He was far too tired. Far too drained to walk to an empty fridge. Or to walk to a faucet that he hasn't paid the water bill on (in how long?). But not to tired to remember how he'd given up daysmonthsyears ago when the last ring of the revolver had faded from the air.

Or the dull, final thud of an idealist hitting the ground at his feet.

"I-..." Soft hair was tickling his neck as pale lips press to the underside of his jaw.

"I'm just..." Warm fingers bunching in his shirt and brushing his clavicle as they pull their thin frame onto his lap, bodies (finally, finally) pressed flush to one another. "So tired." he rasps. His eyes are clenched shut. Looking now would kill him. It would all become far too real, shattering his ililusion of sanity past the point of return. The lips move against Kougami's cheek, trailing fire in their wake. "Everything... everyone else is giving up too."A slight pause as it got harder to breathe. His heart was pounding so hard he thought it might best out of his chest snd only the ground in front of him. He swallows. "But you knew that."

Why should I try so hard when everything else is just as tired as me?

(Is this what dying feels like?)

There was't an answer. There never really was. Couldn't possibly be.

The dead always remain silent.

Or maybe, it was swallowed by the void between the veil and the us. It seems a long way for the ghost to shout and Kougami doubts their attention would be as focused as his after so much time has passed, not after he was the one to drop the one lifeline they'd had. Not when he'd raised that gun despite everyone and every instinct he had telling him don't. Maybe that's why the apparition haunted him now.
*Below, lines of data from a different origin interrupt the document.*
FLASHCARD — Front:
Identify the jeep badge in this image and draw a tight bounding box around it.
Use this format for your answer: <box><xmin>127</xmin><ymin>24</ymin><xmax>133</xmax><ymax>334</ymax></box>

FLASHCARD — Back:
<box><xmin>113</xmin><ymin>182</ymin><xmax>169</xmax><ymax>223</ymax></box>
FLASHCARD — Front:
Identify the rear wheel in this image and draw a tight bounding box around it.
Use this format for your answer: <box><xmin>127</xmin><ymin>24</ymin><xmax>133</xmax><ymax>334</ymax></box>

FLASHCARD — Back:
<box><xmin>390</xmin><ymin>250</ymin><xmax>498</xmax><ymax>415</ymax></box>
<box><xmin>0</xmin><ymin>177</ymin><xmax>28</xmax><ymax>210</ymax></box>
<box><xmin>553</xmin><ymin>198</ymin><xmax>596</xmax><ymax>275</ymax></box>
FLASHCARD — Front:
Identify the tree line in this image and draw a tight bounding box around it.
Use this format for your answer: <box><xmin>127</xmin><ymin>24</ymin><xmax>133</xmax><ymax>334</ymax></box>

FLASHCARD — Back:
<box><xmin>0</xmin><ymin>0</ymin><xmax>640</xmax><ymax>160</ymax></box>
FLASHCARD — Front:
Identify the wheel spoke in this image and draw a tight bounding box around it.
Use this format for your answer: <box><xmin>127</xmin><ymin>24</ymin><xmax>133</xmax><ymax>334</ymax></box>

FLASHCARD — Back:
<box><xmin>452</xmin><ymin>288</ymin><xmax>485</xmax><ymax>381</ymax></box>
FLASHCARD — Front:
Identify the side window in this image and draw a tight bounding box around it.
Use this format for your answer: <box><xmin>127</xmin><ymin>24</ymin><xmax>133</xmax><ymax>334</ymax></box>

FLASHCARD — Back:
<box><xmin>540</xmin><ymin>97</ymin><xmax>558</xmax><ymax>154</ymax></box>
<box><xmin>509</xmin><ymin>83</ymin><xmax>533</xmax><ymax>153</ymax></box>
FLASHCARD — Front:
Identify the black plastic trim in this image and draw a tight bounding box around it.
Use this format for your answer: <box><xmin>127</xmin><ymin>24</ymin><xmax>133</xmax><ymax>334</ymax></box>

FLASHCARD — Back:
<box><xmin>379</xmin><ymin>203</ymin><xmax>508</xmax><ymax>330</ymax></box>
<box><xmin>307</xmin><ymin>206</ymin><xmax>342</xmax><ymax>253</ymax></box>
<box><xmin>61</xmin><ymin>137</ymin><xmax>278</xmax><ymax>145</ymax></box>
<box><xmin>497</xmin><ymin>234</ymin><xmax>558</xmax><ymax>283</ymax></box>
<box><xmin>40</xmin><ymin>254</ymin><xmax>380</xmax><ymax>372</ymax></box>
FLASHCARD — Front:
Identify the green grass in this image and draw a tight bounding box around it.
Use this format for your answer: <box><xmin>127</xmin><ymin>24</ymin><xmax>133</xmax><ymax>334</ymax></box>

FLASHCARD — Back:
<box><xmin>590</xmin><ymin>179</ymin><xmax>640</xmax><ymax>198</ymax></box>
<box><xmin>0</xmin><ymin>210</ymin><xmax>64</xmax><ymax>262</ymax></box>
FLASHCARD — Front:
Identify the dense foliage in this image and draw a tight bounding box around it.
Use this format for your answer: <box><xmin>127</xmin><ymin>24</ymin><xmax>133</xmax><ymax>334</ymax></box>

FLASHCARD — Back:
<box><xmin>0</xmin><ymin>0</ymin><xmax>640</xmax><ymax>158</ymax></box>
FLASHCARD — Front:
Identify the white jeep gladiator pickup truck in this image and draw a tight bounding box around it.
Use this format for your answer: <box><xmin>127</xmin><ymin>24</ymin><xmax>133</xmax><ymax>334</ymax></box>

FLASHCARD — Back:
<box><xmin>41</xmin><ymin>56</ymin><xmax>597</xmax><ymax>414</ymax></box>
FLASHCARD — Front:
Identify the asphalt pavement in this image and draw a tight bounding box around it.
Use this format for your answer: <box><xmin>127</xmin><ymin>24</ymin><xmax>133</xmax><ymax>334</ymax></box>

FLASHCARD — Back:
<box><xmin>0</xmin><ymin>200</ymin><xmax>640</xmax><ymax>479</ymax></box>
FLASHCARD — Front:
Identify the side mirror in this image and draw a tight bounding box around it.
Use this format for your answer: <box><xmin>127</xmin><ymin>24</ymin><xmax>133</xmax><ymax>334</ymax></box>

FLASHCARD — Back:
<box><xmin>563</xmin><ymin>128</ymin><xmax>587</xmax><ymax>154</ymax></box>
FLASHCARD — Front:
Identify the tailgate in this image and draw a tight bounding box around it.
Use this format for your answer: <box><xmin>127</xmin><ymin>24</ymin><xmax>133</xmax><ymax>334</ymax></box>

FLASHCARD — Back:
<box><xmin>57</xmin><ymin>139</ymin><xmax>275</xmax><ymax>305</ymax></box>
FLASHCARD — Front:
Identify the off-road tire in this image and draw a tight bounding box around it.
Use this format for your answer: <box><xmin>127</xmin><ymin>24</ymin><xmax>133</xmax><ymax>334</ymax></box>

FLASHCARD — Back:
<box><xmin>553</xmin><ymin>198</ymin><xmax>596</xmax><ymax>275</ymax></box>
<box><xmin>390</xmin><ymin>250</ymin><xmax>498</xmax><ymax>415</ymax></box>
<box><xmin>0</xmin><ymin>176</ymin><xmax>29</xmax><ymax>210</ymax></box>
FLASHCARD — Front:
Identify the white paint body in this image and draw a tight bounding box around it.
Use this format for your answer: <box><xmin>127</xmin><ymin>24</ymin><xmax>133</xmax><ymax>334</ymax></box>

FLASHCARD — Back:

To make good on Kougami's promise to them, that he really never would be able to replace them.

(And how could he?)

Along with the burning touch of someone who was long dead.

The fingers in his shirt loosen their grip as they trail up to his hair, tangling easily in the raven strands.

Another sigh sounds, but Kougami can't tell anymore who's it was. The roaring was so loud. To loud. Hurting. A constant, building pressure that was (far too) slowly suffocating him. Almost like the building before that pop in your ears when you climb altitudes. Constant and impossibly slow. The poison that has been at work ever since the other's untimely end. (Were they talking?) Everything was so loud, and his lungs ached horribly as he realized he had been holding his breath. The fingers curl tighter in his hair, a steady rhythm of a heartbeat that wasn't his own sounding against his chest.

Don't leave.

The breath moves to his ear, the warmth raising the baby hairs on his neck. A slight tug of teeth on his earlobe before full lips move against the shell of his ear, leading Kougami to feel the words rather than hear them. When he finally opens his eyes the ghost was long gone. The roars leaving with it, settling to a hollow buzz accompanied with an air of stark finality. Blood-colored crescents in his palms, Kougami is left with only the dull ache of pure want in his gut.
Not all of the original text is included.